Dużo piachu...

Marek | Blog Marka | 2019-12-09, 19:54

Widoki jak ze snu. Oddychające kamienie, wydmy, Bluetongue pokazujące niebieski język. To wszystko Zachodnia Australia. Przełom października i listopada 2007 roku. Zaraz potem w Perth kupiłem sobie "Long Road Out of Eden" Eagles. Same dobre wspomnienia... Australia. Tam jest dopiero początek lata, a pożary już niszczą wszystko. Na zdjęciach to wygląda przerażająco, tam na miejscu jeszcze gorzej. Byłem, widziałem... Głównie miejsca już spalone. Sami sobie niestety gotujemy ten los. Kiedy koniec świata?




Płyta na dziś: „Piosenki stare jak świat” Irena Santor (1966). Pamięć jest zawodna, bo jakoś ciągle mi się wydaje, że ten album miał tytuł „Serce”. Moi Rodzice kupili tę płytę na inaugurację „Bambino”. To był taki seledynowo żółty adapter. Marzenie... Ja pewnie zaraz potem kupiłem płyty ABC, Czerwonych Gitar, Czesława Niemena i epkę Sióstr Panas, lubiłem piosenkę „Jest, jak jest”. Dziś kiedy słucham tej płyty znów jestem w domu rodzinnym.
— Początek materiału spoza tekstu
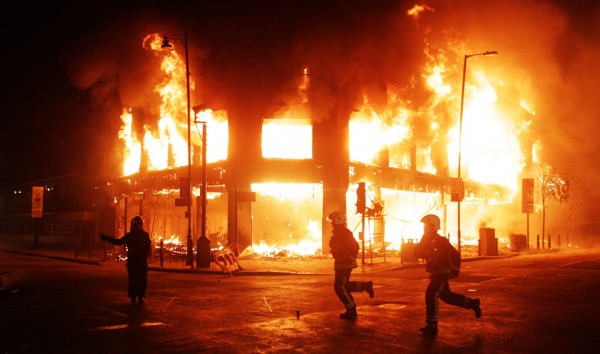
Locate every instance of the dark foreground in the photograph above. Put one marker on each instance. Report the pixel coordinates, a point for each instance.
(532, 303)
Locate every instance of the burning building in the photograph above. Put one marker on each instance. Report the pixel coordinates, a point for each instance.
(273, 174)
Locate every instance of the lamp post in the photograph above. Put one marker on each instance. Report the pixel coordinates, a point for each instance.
(166, 46)
(203, 254)
(462, 102)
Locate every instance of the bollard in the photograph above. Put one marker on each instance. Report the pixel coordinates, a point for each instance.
(203, 256)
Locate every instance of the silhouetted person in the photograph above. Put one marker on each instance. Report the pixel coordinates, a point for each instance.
(344, 250)
(442, 262)
(138, 249)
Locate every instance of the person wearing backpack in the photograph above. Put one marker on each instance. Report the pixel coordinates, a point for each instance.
(344, 249)
(442, 261)
(138, 249)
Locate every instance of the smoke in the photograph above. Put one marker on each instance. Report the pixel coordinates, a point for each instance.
(251, 55)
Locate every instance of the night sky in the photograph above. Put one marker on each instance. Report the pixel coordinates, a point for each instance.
(67, 69)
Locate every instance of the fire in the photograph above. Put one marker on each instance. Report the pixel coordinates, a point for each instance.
(287, 217)
(165, 144)
(287, 138)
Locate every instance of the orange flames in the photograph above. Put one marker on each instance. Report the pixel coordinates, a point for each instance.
(491, 154)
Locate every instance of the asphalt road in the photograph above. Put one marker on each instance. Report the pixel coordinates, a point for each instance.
(543, 303)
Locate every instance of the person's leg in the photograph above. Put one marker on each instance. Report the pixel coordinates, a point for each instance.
(340, 287)
(131, 284)
(360, 286)
(459, 300)
(432, 294)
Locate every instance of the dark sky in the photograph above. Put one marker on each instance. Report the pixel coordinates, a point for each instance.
(68, 68)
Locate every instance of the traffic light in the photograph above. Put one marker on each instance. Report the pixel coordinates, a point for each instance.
(361, 196)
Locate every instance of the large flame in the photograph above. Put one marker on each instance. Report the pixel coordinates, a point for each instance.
(287, 217)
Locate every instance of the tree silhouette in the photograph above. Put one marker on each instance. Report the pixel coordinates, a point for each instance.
(552, 187)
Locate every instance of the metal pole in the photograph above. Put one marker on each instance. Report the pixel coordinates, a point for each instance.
(190, 247)
(204, 181)
(462, 103)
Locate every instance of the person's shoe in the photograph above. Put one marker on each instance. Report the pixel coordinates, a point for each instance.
(475, 305)
(369, 289)
(429, 330)
(350, 314)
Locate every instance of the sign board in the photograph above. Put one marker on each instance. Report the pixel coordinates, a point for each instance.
(527, 195)
(457, 190)
(37, 202)
(182, 201)
(244, 196)
(184, 187)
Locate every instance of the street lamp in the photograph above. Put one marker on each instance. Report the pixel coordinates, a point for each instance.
(203, 253)
(462, 102)
(167, 47)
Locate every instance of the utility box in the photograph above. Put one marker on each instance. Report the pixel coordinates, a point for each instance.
(488, 243)
(518, 243)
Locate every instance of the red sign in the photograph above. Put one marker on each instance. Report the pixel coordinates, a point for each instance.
(457, 190)
(527, 199)
(37, 202)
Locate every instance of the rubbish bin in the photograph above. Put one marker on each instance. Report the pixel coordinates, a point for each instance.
(203, 256)
(488, 243)
(518, 243)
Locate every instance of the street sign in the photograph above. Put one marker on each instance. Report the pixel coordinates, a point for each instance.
(457, 190)
(527, 195)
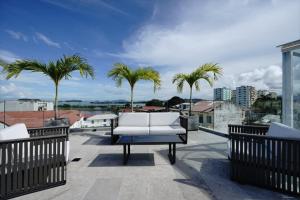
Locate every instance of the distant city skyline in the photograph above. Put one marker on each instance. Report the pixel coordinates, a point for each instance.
(171, 36)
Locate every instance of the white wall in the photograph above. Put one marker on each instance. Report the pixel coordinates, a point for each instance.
(227, 113)
(25, 105)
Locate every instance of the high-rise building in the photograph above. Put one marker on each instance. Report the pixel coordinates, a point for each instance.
(262, 93)
(222, 94)
(245, 96)
(233, 96)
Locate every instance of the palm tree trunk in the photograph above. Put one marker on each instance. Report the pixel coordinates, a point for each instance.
(55, 102)
(190, 111)
(131, 99)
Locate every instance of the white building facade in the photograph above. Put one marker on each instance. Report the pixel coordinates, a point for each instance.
(291, 84)
(26, 105)
(245, 96)
(222, 94)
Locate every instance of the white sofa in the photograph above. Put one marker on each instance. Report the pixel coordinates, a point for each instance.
(19, 132)
(160, 123)
(276, 130)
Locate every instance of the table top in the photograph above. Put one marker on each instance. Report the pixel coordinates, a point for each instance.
(149, 139)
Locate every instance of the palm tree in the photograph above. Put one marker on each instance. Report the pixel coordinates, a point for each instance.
(208, 72)
(122, 71)
(56, 71)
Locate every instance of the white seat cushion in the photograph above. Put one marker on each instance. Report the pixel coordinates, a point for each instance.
(165, 119)
(166, 130)
(16, 131)
(283, 131)
(134, 119)
(130, 130)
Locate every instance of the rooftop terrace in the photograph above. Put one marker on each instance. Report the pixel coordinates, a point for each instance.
(200, 172)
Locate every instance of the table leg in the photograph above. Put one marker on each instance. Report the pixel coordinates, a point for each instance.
(172, 153)
(124, 154)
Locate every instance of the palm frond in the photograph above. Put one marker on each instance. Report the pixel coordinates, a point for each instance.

Szadek, Kościelna 8. I prawie czuję zapach choinki... No właśnie, moją małą jodełkę (z gałęzi układaną) kupię jutro. Na dwa tygodnie przed Wigilią Świąt Bożego Narodzenia. Niech mi pachnie. I pomyślę o grzybowej. Nie muszę czekać do 24 grudnia. Polecam album Ireny Santor. Znajdzie go Czytelnik w pięknym wydawnictwie Polskich Nagrań sprzed 3 lat. 4CD w jednym opakowaniu „Piosenki cz.1”. Mam nadzieję na następne... Dziś Irena Santor kończy 85 lat. Pani Ireno – zdrowia i wszystkiego tylko dobrego.
PS: dobrze, że mnie dziś nie było w Nowej Zelandii. Dobrze, że mnie nie ma w płonącym Sydney. A tak chciałem sobie zrobić jeszcze jedne wakacje na Antypodach...
Jeszcze tylko trzy tygodnie głosowania w 26 Trójkowym Topie Wszech Czasów. Proszę nie przegapić okazji do pięknego wspominania, prawda?
Dziś urodziny Kari Bremnes, będzie o tym w Tonacji Trójki. Wszystkiego najlepszego dziś urodzonym. A imieniny Leokadii. Moja Babcia tak miała na imię...
"Tak niedawno był maj...". Ciągle słucham tej płyty. Pięknych dni do Świąt.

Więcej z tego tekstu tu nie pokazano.